My dad and his parents, lived through the holocaust after being part of the 25% of Dutch Jews to survive the Nazis. There’s an understanding here that Israel has the Jewish people’s best interest in mind and G-d forbid if there was ever another holocaust, that Israel would be a place that any and all Jews could find safety and security.

In 2004 I moved back to Israel after living in Seattle. I met my wife who is Israeli and got married in 2005. We now have three kids. Karen age 8. Romy age 5 and Eytan who is 5 months old. My kids were all born in Beersheva, Israel in the Negev region of Southern Israel where we’ve lived for the past 10 years.

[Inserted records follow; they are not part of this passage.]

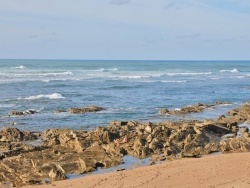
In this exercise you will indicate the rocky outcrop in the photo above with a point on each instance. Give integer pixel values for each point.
(65, 151)
(236, 144)
(85, 109)
(15, 135)
(22, 113)
(197, 108)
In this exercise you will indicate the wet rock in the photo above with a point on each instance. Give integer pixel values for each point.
(85, 109)
(236, 144)
(66, 138)
(16, 113)
(57, 173)
(244, 129)
(22, 113)
(15, 135)
(164, 111)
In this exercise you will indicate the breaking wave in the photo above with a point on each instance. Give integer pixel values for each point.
(19, 67)
(51, 96)
(41, 74)
(232, 71)
(188, 73)
(174, 81)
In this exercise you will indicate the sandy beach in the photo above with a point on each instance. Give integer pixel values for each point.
(225, 170)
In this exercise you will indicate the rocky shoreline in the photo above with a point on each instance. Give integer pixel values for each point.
(65, 151)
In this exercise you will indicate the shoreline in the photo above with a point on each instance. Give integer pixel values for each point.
(226, 170)
(64, 151)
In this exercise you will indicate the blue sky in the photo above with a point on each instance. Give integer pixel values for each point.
(125, 29)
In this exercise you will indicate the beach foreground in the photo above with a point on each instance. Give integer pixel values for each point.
(225, 170)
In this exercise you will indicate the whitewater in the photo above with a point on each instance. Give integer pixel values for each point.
(128, 90)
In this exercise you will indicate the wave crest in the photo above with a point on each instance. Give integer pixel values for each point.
(51, 96)
(232, 71)
(188, 73)
(19, 67)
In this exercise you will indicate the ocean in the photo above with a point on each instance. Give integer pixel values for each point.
(128, 90)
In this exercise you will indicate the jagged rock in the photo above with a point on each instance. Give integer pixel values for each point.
(20, 113)
(236, 144)
(16, 113)
(198, 107)
(244, 129)
(67, 151)
(15, 135)
(85, 109)
(57, 173)
(66, 138)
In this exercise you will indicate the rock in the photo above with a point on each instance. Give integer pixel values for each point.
(164, 111)
(15, 135)
(85, 109)
(236, 144)
(16, 113)
(57, 173)
(20, 113)
(244, 129)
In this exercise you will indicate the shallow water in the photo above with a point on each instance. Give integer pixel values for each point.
(129, 162)
(129, 90)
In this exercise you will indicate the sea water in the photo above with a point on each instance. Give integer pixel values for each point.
(128, 90)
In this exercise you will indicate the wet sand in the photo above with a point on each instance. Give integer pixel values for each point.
(225, 170)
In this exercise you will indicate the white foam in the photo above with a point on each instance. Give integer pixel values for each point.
(232, 71)
(134, 77)
(43, 74)
(106, 70)
(51, 96)
(7, 105)
(19, 67)
(174, 81)
(63, 79)
(188, 73)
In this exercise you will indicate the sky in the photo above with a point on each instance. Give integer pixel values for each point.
(125, 29)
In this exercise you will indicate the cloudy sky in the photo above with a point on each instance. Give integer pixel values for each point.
(125, 29)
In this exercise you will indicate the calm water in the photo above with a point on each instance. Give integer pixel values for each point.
(129, 90)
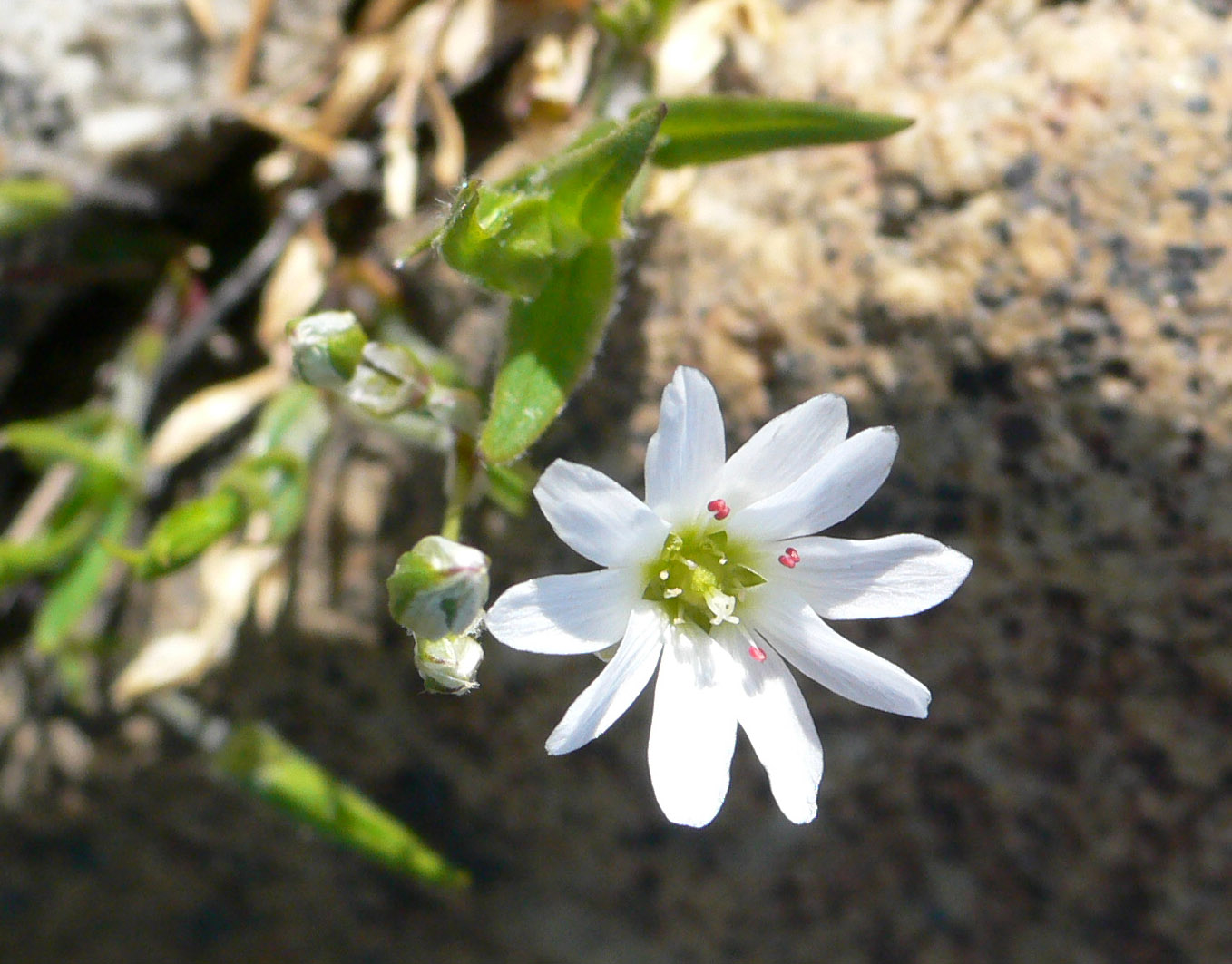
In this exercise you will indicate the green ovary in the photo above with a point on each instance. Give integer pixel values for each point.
(701, 577)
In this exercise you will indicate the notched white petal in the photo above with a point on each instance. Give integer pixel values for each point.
(777, 719)
(685, 454)
(618, 686)
(563, 615)
(842, 482)
(692, 732)
(874, 579)
(596, 517)
(783, 451)
(813, 648)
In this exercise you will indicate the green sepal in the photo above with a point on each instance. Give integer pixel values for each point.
(295, 420)
(719, 128)
(552, 340)
(75, 589)
(268, 766)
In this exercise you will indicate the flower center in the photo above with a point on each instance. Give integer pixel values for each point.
(701, 577)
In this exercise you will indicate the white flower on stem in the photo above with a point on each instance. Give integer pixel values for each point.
(718, 581)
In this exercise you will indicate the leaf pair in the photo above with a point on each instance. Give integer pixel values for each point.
(546, 237)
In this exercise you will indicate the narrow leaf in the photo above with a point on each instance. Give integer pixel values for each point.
(552, 340)
(76, 589)
(502, 239)
(27, 203)
(20, 560)
(588, 183)
(709, 130)
(44, 443)
(275, 771)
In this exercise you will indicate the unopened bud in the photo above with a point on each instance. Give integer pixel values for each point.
(439, 588)
(389, 379)
(327, 347)
(448, 665)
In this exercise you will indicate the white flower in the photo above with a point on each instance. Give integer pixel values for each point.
(716, 581)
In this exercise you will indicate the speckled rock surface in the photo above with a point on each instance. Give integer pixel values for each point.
(1032, 286)
(89, 83)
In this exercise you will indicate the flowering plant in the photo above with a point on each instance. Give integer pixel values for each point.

I like to to say that I love living here. It’s warm enough to wear shorts most of the year, the people here are very warm in a way I haven’t seen in any of my travels to other countries. The economy is doing well. I’ve had the same job in marketing for the past 10 years. Our country is the size of NJ if not smaller so everything is within a day’s drive. No plane rides necessary to see family and friends. The education system and health care is very good and also much more affordable than many other Western countries.

But some times life here can be challenging too. Israel lives in a dangerous neighborhood. We are surrounded by some countries like Egypt and Jordan who we have peace with and others like Syria and Iran who don’t like us at all. We also have many Arabs living in Israel and some of them don’t like us either. Israel is home to around 2 million Arabs that enjoy the same freedoms as Israeli citizens that I do. There are zero Arab/Muslim countries where Jews live in big numbers and enjoy the same security and freedom that the Arabs have here.

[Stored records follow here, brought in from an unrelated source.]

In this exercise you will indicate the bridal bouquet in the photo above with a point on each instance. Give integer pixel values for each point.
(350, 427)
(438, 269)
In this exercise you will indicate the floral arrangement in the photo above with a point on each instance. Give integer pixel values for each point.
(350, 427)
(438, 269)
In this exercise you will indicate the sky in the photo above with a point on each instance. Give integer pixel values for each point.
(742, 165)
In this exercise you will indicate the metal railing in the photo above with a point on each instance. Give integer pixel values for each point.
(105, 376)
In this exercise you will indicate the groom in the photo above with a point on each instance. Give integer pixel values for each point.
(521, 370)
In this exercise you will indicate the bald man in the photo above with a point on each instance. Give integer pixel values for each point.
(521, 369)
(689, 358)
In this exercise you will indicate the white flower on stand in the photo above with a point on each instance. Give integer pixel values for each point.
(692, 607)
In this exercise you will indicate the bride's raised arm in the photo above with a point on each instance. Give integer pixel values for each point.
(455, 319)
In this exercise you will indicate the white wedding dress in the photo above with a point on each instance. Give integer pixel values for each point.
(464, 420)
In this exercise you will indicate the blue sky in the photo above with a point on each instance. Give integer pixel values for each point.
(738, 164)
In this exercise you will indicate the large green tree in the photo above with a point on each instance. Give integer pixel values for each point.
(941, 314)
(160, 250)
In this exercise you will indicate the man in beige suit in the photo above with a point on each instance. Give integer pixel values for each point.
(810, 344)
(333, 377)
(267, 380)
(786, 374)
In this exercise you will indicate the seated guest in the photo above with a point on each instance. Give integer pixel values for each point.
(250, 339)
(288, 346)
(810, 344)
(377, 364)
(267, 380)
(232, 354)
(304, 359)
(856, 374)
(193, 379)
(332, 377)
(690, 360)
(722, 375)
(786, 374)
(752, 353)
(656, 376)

Israel is the one country in the The Middle East that, like America, stands for democracy, freedom of religion and the equality of all people. Many of our neighboring countries do not share that vision.

Hezbollah in Syria, Hamas in Gaza and even the PA support violence against Israel which can make our lives difficult.

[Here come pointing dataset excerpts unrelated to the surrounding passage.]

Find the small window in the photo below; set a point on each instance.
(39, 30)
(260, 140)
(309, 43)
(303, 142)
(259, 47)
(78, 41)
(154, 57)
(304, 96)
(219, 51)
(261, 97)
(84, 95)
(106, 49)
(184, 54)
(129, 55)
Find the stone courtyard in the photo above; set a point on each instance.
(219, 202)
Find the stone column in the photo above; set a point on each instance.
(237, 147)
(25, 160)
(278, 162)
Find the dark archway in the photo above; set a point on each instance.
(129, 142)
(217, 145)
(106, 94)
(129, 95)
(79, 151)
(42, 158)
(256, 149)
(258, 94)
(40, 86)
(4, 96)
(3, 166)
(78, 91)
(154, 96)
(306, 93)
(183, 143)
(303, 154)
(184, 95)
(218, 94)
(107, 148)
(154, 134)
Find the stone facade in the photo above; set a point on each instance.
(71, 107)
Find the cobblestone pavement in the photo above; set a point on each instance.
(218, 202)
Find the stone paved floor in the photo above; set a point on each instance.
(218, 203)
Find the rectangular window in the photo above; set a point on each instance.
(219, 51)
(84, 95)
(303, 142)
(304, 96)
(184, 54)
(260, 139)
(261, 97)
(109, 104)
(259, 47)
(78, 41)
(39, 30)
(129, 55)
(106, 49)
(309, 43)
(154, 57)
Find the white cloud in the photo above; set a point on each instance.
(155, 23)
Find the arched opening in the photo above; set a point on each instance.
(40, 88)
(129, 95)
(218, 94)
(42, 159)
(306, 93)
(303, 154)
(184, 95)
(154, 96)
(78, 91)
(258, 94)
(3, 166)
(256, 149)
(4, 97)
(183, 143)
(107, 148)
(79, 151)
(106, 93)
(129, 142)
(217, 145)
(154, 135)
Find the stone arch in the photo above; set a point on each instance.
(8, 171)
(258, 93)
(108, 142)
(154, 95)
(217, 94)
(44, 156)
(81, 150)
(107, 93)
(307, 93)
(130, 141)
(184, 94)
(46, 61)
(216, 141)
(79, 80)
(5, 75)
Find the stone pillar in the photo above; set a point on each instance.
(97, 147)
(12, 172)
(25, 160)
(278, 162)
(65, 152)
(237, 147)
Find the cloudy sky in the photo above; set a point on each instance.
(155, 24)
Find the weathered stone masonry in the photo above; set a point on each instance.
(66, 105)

This summer my family and I lived through our fourth war or military operation in my 10 years of being here.

If you’ve never heard a bomb siren at it’s loudest, seen rockets being shot at your city overhead or heard the explosions there is no way I can put in words what it’s like. The first time I went through it I was scared. Everything was new and I didn’t know what to expect. Now after having had close to 3,000 rockets fired from Gaza at my city of Beersheva alone, I’m sad to say I’m used to it. It’s still not normal to go through a war with people trying to terrorize and kill you, but at least now I know what to expect.

My kids were at home all summer this year. They were supposed to be having fun at camp with their friends, but that got canceled. They should not have to live through wars, but they do. My kids and many Israeli kids are, I’m proud to say smart, happy and healthy. Maybe they’re even stronger for having lived through what they’ve gone through.

The saying I use to hear from my parents when I was growing up was:

“when I was a kid I had to walk to school in the snow, uphill both ways!”

For my kids they can tell their kids:

“when I was a kid I lived through 4 wars and over 3,000 rockets being shot at my city alone!”

Israelis often ask me: “Yoav, you and your kids have American citizenship, what are you doing living here?” By the way most Israelis love America.

My answer to them is that for the times when we have peace, I love living here. When we have war, I know that I am living here for a reason. If someone wants to take something from you know it’s worth fighting for. By living in Israel I’m a part of fighting for this country that I love and support. I could go back to the U.S., but my sense of purpose is not the same there. Here I know who I am and what I stand for.

I founded a non-profit org a few years back called 57seconds to raise awareness of the rockets being shot at civilians in Israel from Gaza. That is something I would not have done living in Seattle.

If your class has any questions for me or my family I’ll do my best to reply.

Wishing you all a peaceful, happy, healthy and successful year ahead!